Comme mentionné précédemment, nous n’avons pas procédé à un examen approfondi du régime d’aide médicale à mourir, ni des protocoles en vigueur. Je sais que chaque province a mis en place son propre protocole et possède des expériences différentes, et qu’il y aura peut-être même une certaine collaboration à l’avenir, mais un examen approfondi doit être mené dans tout le pays. Il n’existe actuellement pas de normes cohérentes, que ce soit à l’échelle nationale ou provinciale. On observe à travers le pays beaucoup d’incompréhension ainsi que des divergences par rapport à la dimension pharmacologique impliquée dans le régime d’aide médicale à mourir. De plus, pour ajouter à la complexité de tous ces enjeux, élargir l’aide médicale à mourir pendant une pandémie mettrait à rude épreuve un système de soins de santé déjà fragilisé.
Lorsque le projet de loi C-14 a été adopté, on nous a dit que le Parlement procéderait à l’examen des répercussions de la mesure législative après cinq ans. On nous dit maintenant qu’il faut approuver et adopter un élargissement majeur de l’aide médicale à mourir avant même que cet examen soit mené. Le gouvernement affirme que nous devons donner suite au jugement d’un tribunal inférieur dans l’affaire Truchon. Au lieu de réaliser une évaluation attentive, fondée sur des données probantes, de la manière dont l’aide médicale à mourir a été mise en œuvre jusqu’à maintenant, c’est l’échéance d’un tribunal inférieur qui dicte cet élargissement précipité de l’aide médicale à mourir. Si c’est la voie que le gouvernement veut emprunter, nous devrions au moins privilégier la prudence pour protéger les patients.
Compte tenu de toutes les inconnues dans ce dossier et de l’absence de l’examen quinquennal qu’on nous avait promis, le processus d’administration de l’aide médicale à mourir doit minimiser le risque d’erreur lorsqu’il s’agit de respecter la volonté du patient au moment d’administrer l’aide médicale à mourir. Autrement, nous imposerions une détresse morale extrême aussi bien aux membres de la famille qu’aux fournisseurs de soins de santé.

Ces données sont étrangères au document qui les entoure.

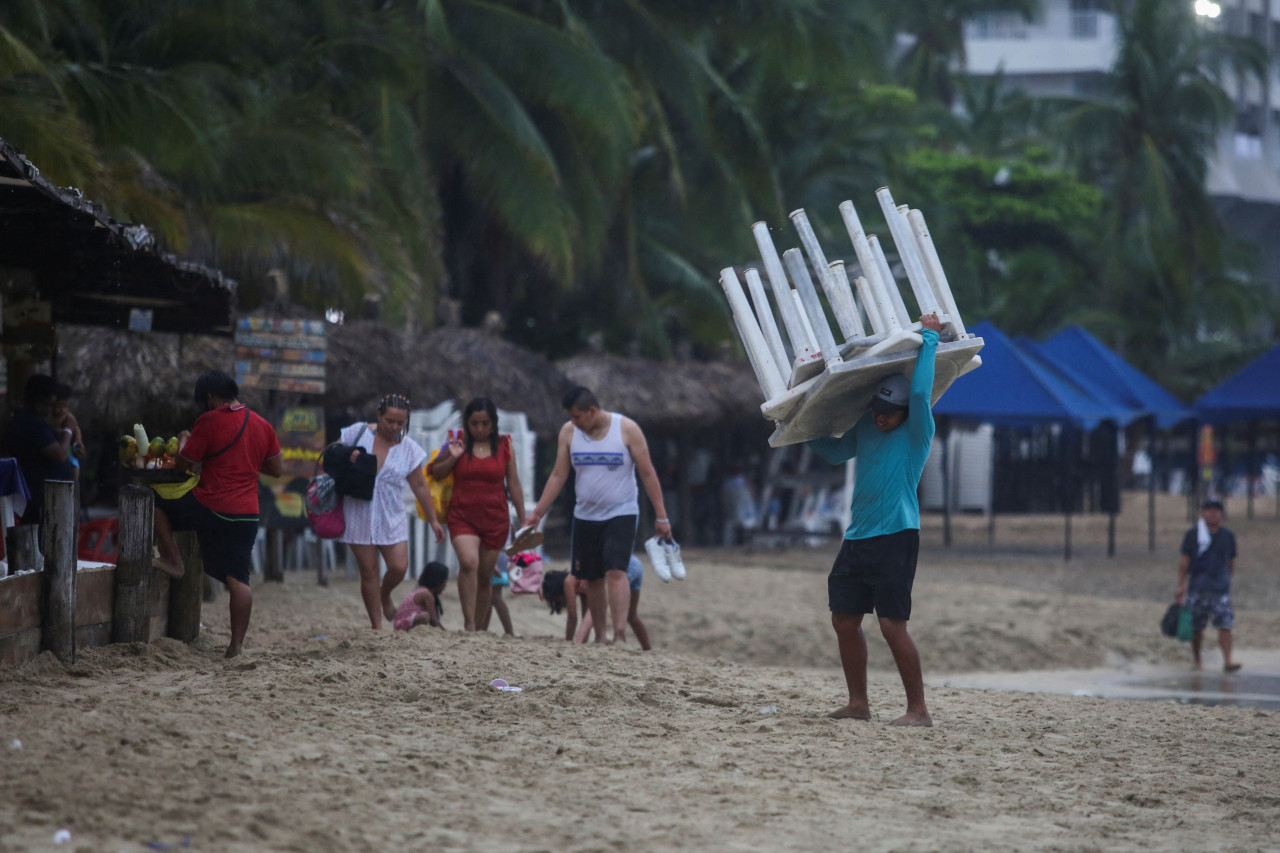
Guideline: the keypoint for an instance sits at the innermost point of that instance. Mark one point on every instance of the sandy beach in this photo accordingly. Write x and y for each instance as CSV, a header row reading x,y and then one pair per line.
x,y
328,737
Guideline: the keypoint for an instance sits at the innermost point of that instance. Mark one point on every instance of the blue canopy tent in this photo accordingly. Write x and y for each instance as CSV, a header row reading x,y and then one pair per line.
x,y
1019,387
1084,356
1249,396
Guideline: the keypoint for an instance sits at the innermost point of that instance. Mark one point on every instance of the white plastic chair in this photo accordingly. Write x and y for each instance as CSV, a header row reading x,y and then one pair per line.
x,y
828,382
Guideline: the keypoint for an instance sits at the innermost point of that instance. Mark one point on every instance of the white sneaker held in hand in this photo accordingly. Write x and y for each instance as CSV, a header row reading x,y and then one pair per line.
x,y
658,559
675,565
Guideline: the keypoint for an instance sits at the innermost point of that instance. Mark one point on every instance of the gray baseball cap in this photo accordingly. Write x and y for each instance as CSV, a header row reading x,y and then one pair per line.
x,y
892,395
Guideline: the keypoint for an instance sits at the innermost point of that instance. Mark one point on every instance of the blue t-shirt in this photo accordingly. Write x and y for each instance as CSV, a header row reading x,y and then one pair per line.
x,y
27,438
888,464
1210,573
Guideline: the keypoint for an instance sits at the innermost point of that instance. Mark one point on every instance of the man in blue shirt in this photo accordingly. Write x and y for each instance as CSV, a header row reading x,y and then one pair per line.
x,y
42,450
876,566
1205,580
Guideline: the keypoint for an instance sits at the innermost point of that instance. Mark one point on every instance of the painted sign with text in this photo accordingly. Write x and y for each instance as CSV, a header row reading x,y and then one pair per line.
x,y
280,355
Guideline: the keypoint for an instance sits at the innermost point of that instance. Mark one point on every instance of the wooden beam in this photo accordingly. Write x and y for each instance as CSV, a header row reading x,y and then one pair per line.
x,y
58,617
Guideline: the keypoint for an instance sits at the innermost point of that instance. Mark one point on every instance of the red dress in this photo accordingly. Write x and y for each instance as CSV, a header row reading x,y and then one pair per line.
x,y
479,502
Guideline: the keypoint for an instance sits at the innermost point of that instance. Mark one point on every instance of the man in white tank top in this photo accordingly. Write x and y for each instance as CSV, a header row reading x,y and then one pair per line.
x,y
606,451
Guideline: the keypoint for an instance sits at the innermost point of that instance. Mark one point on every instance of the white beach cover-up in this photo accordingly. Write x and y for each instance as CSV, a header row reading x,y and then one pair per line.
x,y
383,520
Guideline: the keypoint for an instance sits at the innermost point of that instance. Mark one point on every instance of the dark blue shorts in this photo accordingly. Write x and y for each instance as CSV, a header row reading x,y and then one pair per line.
x,y
874,574
600,546
225,541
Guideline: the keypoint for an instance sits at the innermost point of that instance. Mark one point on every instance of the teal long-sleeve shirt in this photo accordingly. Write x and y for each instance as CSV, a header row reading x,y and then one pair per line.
x,y
888,464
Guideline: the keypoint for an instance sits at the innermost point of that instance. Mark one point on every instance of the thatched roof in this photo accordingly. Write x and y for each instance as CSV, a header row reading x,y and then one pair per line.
x,y
94,269
670,395
122,377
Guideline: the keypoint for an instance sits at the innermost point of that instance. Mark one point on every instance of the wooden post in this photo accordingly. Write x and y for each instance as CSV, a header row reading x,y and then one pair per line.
x,y
129,620
186,592
945,434
58,612
21,544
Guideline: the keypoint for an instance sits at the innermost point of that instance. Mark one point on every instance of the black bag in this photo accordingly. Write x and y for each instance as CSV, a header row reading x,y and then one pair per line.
x,y
351,479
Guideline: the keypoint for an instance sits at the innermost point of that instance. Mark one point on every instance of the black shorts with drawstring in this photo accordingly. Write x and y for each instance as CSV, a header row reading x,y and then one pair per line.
x,y
600,546
874,574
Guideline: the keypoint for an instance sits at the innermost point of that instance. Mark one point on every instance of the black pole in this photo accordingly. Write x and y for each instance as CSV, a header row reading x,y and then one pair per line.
x,y
1151,484
946,480
1069,493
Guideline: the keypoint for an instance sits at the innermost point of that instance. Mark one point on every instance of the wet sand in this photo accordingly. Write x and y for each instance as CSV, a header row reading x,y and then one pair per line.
x,y
327,737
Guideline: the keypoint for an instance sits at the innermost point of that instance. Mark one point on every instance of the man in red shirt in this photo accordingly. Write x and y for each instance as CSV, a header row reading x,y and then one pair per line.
x,y
231,446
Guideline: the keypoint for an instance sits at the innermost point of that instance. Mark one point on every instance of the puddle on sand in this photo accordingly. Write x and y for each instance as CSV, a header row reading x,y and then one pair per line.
x,y
1256,685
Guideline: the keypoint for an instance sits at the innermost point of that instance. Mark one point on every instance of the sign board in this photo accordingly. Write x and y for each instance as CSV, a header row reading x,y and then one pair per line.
x,y
301,433
140,319
280,355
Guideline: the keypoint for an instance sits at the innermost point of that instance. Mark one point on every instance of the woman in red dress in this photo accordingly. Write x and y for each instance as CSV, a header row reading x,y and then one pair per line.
x,y
484,478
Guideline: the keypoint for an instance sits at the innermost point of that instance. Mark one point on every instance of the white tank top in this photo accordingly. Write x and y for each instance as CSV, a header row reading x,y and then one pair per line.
x,y
604,475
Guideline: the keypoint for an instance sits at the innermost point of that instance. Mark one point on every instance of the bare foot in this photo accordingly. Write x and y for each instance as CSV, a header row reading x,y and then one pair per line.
x,y
851,712
168,566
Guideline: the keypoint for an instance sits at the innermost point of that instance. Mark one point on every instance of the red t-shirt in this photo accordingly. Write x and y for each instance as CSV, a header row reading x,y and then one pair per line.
x,y
228,482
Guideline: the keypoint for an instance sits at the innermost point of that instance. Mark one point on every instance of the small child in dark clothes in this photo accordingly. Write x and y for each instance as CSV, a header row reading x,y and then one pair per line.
x,y
423,606
558,593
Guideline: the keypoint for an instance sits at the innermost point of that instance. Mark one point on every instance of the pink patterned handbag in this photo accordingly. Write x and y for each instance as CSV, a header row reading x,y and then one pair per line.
x,y
525,573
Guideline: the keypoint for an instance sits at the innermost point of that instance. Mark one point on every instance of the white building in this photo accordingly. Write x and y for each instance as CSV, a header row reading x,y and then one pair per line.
x,y
1073,45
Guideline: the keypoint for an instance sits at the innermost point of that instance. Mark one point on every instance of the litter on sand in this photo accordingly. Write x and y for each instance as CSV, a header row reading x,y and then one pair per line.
x,y
502,685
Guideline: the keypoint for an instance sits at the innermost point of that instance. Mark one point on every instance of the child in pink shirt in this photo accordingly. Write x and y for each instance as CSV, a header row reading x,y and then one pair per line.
x,y
423,605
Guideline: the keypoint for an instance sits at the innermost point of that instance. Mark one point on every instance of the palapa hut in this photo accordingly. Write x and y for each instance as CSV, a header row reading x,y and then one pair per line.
x,y
368,360
120,378
702,420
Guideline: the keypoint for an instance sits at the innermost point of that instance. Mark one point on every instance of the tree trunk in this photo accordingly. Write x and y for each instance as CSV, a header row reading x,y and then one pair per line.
x,y
186,592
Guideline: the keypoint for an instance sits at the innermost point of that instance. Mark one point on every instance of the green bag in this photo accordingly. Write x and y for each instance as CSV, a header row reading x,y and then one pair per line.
x,y
1184,625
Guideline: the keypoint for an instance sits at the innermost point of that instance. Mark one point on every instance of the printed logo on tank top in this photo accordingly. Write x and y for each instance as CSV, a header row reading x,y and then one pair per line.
x,y
598,459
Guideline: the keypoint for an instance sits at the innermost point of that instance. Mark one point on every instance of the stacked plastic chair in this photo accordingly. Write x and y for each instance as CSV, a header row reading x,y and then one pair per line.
x,y
818,386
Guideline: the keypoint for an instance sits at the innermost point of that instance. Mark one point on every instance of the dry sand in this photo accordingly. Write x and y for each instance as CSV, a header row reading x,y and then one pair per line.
x,y
327,737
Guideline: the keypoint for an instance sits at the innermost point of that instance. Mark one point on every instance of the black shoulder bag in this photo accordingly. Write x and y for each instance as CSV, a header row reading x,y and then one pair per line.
x,y
353,479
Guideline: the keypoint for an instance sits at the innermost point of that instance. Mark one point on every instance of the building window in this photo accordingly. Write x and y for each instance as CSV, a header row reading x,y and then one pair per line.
x,y
1084,18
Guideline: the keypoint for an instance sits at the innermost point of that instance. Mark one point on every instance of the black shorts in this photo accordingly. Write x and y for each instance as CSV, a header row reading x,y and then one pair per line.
x,y
225,541
600,546
874,574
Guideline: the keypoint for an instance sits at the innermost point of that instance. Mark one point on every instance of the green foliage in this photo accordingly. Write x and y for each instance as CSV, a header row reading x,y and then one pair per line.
x,y
590,165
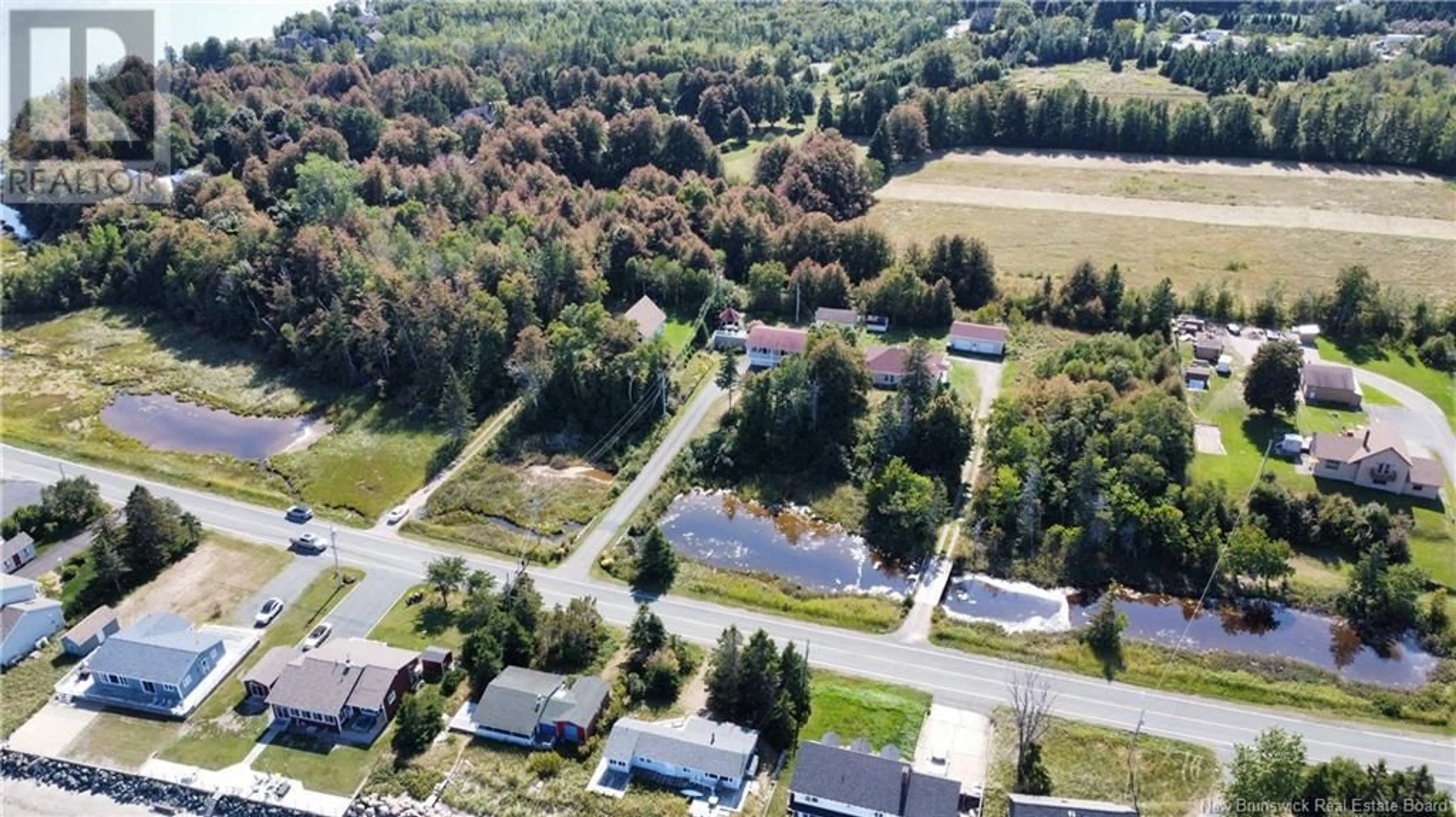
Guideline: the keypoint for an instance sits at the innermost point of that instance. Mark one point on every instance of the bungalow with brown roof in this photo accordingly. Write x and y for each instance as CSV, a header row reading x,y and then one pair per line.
x,y
768,346
1376,458
351,687
1330,383
648,318
887,366
977,338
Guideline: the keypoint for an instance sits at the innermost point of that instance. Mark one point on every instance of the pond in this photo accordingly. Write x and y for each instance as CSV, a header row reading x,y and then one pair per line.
x,y
726,532
169,424
1250,630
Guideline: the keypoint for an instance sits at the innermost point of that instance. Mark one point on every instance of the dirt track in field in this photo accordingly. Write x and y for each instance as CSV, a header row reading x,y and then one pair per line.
x,y
1092,161
1237,216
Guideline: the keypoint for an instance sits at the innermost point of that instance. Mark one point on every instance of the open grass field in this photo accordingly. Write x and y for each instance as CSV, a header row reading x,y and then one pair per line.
x,y
1194,186
210,583
1087,762
1401,366
222,732
63,372
1265,681
1033,242
1098,79
28,685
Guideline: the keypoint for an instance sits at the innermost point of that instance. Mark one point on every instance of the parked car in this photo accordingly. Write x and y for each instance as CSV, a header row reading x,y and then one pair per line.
x,y
318,635
268,612
309,542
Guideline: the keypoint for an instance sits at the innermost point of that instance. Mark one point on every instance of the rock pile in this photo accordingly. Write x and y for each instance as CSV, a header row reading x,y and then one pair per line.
x,y
127,789
401,806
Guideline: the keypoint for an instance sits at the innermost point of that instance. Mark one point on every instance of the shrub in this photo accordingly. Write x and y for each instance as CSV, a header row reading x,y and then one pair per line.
x,y
545,765
452,681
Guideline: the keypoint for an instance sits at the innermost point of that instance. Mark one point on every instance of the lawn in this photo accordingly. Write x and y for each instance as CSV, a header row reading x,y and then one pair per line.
x,y
880,713
420,625
1088,762
1199,186
28,685
66,371
1401,366
222,732
1034,242
1098,79
1263,681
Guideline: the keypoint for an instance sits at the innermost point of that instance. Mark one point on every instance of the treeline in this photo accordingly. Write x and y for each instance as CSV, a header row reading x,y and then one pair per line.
x,y
1390,114
1085,474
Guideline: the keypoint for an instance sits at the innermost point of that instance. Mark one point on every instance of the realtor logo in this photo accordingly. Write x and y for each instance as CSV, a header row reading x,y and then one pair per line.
x,y
85,133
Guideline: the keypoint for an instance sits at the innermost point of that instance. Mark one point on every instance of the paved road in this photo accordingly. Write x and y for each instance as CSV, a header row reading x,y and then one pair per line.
x,y
954,678
579,566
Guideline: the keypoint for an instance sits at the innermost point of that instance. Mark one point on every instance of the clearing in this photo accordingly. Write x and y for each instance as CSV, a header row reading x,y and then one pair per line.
x,y
63,372
209,585
1087,762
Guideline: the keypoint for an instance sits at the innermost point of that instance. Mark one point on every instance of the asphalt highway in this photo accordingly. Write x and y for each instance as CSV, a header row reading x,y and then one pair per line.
x,y
954,678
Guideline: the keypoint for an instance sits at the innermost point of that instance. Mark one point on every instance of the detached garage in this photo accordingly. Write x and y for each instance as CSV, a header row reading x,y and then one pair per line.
x,y
979,338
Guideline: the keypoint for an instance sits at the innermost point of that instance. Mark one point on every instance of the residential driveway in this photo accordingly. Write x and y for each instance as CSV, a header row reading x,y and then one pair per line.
x,y
287,586
53,557
367,603
53,729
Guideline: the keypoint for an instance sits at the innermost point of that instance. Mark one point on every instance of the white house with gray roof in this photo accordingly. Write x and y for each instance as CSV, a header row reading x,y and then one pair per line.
x,y
689,751
537,710
155,663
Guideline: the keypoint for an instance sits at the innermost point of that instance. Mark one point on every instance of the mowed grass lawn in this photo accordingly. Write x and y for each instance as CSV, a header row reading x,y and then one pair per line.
x,y
28,685
852,708
63,372
222,732
1034,242
1401,366
1088,762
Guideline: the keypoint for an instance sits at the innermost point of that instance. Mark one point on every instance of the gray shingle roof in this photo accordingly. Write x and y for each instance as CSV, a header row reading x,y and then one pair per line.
x,y
695,743
161,647
1033,806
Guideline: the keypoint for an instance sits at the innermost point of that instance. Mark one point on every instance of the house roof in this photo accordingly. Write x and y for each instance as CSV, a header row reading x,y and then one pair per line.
x,y
778,338
979,331
159,647
17,544
892,360
1033,806
695,743
353,672
516,701
94,622
11,615
835,315
647,315
1329,376
1357,445
270,666
1425,471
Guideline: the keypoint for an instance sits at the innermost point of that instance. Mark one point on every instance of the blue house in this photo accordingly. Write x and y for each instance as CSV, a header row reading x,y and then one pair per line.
x,y
155,663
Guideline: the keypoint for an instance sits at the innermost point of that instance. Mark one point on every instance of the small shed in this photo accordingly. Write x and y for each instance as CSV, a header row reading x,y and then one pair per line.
x,y
437,662
91,632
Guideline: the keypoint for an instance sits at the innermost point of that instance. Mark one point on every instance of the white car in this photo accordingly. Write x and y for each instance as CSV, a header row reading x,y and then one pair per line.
x,y
268,612
318,635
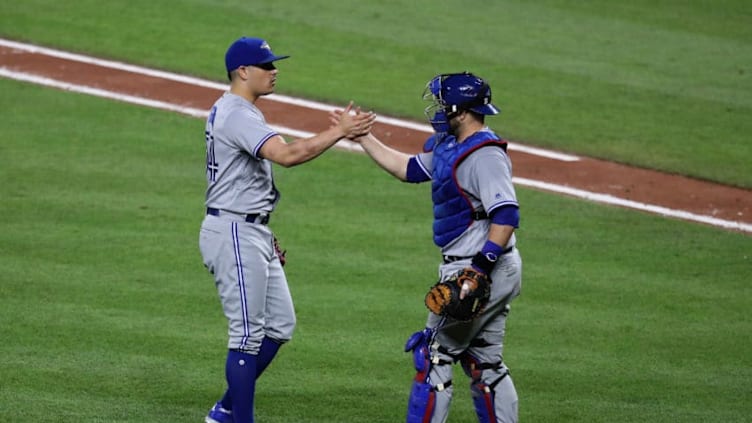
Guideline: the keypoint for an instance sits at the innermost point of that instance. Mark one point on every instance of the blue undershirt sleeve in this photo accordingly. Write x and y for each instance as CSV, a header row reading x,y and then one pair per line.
x,y
506,215
416,172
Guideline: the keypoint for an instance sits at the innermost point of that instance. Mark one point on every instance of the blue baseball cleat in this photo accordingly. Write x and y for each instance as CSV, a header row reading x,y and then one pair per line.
x,y
219,415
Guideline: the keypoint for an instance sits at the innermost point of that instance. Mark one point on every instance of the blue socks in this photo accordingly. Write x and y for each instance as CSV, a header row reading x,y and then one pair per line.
x,y
240,370
242,376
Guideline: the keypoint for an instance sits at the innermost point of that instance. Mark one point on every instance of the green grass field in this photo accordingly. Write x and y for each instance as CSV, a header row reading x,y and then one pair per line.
x,y
107,315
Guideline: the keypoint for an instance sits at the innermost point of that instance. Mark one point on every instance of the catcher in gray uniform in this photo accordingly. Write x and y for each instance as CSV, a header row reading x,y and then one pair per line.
x,y
236,243
475,216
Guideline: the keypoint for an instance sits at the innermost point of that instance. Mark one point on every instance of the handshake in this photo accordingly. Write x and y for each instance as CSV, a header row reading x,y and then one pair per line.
x,y
352,122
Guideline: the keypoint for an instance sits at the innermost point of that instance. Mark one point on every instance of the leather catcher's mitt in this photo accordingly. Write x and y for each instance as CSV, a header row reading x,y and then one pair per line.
x,y
444,297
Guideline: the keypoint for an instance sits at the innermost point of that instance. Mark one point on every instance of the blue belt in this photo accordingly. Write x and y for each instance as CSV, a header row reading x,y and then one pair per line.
x,y
450,259
262,219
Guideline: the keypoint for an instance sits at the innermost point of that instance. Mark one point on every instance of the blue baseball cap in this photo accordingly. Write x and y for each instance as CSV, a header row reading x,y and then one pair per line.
x,y
247,51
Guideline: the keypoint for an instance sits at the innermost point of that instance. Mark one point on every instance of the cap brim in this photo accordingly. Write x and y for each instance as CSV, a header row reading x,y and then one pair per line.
x,y
273,59
486,109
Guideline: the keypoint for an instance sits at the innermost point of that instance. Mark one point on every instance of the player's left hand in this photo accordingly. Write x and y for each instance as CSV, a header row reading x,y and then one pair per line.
x,y
462,297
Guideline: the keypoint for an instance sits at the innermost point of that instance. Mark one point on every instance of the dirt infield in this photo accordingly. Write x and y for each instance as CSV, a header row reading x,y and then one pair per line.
x,y
596,176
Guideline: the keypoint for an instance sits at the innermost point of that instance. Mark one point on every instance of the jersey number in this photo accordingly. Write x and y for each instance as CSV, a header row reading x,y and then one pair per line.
x,y
212,167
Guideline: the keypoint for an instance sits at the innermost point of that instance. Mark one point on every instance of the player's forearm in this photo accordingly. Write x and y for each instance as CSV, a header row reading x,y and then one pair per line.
x,y
389,159
302,150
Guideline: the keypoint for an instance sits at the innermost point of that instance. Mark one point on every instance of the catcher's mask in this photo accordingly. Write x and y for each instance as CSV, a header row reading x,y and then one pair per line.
x,y
452,93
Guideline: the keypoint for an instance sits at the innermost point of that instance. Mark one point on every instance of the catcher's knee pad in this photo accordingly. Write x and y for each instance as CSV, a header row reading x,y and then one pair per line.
x,y
422,402
483,388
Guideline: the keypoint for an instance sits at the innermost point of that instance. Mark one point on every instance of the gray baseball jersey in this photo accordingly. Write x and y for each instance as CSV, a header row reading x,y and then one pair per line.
x,y
238,249
486,177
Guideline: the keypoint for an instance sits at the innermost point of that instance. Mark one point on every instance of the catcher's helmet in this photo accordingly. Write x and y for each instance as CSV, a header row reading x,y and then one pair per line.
x,y
451,93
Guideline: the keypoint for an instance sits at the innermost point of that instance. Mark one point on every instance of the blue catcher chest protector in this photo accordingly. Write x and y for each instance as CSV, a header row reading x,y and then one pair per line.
x,y
452,210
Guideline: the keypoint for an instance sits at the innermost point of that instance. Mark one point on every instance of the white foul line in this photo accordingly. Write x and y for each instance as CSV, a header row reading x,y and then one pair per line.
x,y
344,144
273,97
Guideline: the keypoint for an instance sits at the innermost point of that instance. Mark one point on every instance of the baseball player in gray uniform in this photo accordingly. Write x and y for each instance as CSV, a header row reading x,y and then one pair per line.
x,y
475,216
236,243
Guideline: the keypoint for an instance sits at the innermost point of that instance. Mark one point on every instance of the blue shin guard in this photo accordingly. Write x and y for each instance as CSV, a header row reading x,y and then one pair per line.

Nous avons entendu des témoignages contradictoires, ce qui est à la fois déroutant et inquiétant. La Convention des Nations unies relative aux droits des personnes handicapées affirme que « toutes les personnes sont égales devant la loi et en vertu de celle-ci et ont droit sans discrimination à l’égale protection et à l’égal bénéfice de la loi ». Même si quelqu’un perd ses capacités, cela n’a aucune incidence sur les droits fondamentaux et ces derniers doivent être protégés. Selon moi, cela signifie que nous devons nous assurer de ne pas ignorer délibérément et de manière évidente les gestes ou les signes qui peuvent indiquer qu’une personne a changé d’avis.
Honorables sénateurs, il reste encore beaucoup d’éléments inconnus en ce qui concerne le processus d’aide médicale à mourir, et nous sommes tous encore en train d’apprendre ce qu’une personne à cette étape du processus veut ou vit vraiment. Tant que nous ne serons pas convaincus au-delà de tout doute raisonnable de faire le bon choix, nous ne devrions pas mettre en place une disposition aussi radicale.